01/01/2009 STF1 IRSWAP 1000000 0.142 0.142

It may well be that the official return differs to some degree from the return calculated by FIA. Whatever the reason, the official return will be used for all further attribution calculations, ensuring that the overall return of the portfolio is identical that that of the back office report. Since an official return is supplied for this synthetic security, a residual will also be calculated, and this can be monitored over time to flag any pricing problems (see Chapter 11, Residuals).

Reporting

Reporting is covered in more detail in Chapter 10. However, the main points relating to subportfolios are as follows:

Suppose we have two portfolios STF1 and STF2. STF2 is a sub-portfolio of STF1. Then the following reports will be generated for both STF1 and STF2:

Although STF2 is a subportfolio of STF1, its risk reports will be calculated as if it were a stand-alone portfolio.

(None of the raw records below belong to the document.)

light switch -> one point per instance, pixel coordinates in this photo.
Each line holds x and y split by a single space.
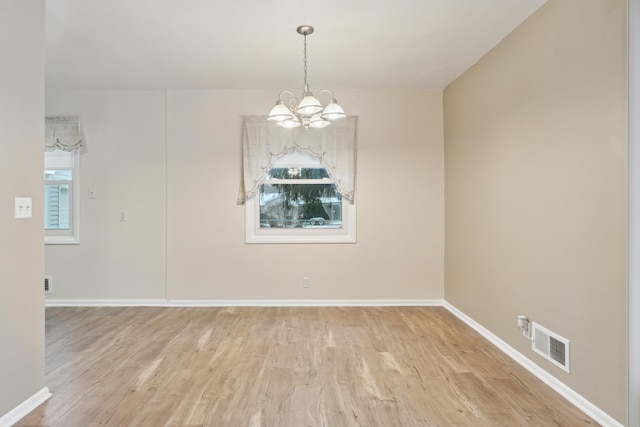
22 207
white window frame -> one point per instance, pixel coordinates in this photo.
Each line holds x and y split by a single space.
255 234
59 160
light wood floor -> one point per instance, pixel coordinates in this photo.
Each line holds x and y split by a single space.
284 367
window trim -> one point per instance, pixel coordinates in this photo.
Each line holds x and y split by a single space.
54 237
256 234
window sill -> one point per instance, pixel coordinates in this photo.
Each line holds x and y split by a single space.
61 240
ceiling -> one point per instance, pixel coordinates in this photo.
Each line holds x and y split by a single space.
253 44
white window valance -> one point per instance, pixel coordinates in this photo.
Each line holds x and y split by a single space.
263 142
62 133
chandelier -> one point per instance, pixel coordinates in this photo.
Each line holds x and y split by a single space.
306 111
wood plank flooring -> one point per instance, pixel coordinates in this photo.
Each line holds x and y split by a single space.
281 367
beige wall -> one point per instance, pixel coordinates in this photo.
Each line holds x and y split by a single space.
21 253
172 161
535 172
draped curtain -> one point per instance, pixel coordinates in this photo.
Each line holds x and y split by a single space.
263 142
62 133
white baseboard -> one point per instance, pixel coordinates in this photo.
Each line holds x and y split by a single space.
242 303
19 412
577 400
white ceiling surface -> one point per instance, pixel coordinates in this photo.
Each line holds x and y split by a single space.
253 44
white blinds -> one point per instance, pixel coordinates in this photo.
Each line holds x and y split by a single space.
263 142
62 133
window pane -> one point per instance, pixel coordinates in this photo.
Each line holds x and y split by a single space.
300 206
58 175
56 206
298 173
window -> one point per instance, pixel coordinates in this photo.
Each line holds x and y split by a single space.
61 204
298 203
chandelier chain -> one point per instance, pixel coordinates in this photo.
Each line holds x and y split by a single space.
305 87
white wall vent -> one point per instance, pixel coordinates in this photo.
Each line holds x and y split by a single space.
551 346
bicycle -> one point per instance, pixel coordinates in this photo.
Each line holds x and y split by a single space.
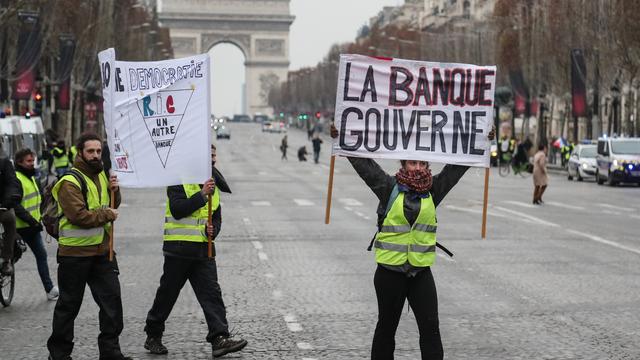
7 282
506 166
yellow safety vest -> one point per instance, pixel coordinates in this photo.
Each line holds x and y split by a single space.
30 199
73 235
398 242
60 162
190 228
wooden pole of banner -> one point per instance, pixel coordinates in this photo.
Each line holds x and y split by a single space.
112 196
209 236
327 216
484 205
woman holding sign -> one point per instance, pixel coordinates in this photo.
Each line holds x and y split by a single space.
405 247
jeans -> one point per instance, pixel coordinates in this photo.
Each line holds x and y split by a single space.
203 276
33 239
8 220
74 273
392 288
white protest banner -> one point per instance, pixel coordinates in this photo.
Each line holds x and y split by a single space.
157 119
414 110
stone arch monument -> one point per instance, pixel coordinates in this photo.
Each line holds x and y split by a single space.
260 28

The summary risk report for STF1, and risk report by date and risk for STF1, will include the return contributions from STF2.

The risk report for STF1 by date and security will show the return generated by each security that was held in STF1. In addition, the report will show the return generated by STF2 as if STF2 were a security in its own right. This includes return generated by any subportfolios of STF2, if they exist. Remember that the return contribution made by a sub-portfolio will almost certainly be different to its actual return.

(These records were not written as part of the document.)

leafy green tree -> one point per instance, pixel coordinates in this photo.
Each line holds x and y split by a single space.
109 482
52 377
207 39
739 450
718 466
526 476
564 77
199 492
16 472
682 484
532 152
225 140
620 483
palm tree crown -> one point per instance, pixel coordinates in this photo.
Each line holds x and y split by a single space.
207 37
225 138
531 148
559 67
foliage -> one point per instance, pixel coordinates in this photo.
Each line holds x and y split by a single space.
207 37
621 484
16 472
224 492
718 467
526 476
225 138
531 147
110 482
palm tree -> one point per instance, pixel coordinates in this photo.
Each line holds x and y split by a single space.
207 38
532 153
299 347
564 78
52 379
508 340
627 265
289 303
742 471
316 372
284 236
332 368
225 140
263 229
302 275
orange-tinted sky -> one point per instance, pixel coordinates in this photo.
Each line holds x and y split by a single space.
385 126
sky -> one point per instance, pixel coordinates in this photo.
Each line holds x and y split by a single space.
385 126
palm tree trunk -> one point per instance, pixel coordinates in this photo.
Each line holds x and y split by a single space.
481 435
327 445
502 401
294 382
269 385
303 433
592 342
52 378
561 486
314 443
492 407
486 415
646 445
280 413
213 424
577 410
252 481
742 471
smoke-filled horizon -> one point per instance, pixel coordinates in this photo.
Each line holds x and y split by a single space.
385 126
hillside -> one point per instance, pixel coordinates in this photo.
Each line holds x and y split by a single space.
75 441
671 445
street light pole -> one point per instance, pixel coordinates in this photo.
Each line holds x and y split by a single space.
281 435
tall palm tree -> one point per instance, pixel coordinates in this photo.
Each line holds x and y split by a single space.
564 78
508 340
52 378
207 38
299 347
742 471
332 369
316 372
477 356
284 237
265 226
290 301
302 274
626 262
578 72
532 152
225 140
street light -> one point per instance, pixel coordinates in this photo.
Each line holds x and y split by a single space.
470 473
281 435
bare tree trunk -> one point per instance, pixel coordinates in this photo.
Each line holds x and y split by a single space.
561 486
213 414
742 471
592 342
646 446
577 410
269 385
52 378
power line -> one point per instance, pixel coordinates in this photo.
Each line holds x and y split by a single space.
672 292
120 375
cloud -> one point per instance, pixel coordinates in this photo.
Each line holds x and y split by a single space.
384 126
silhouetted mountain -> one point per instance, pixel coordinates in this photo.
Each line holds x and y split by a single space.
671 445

In general, risk reports are generated automatically for all sub-portfolios, but you are free to ignore and delete reports that are not of interest.

Constraints on portfolio modeling

The following rules are enforced by the system:

31/01/2009 STF1 BOND1 1000
31/01/2009 STF2 1000
Disallowed: there are two root portfolios STF1, STF2
31/01/2009 STF1 STF2 1
31/01/2009 STF2 BOND2 1000
31/01/2009 STF3 BOND3 -
Disallowed: there are two root portfolios STF1, STF3. 
STF3 is an orphan portfolio as it is not connected to any other portfolio
31/01/2009 STF1 STF2 1
31/01/2009 STF2 STF3 1
31/01/2009 STF3 STF1 1
Disallowed: STF1 owns part of STF2, which owns part of STF3, which owns part of STF1

An attempt to run attribution on a portfolio with any of these issues will generate an error report, containing a clear description of where and why the problem occurred.

At present, there is no facility to link different portfolio files together at runtime, but we may introduce this option in future.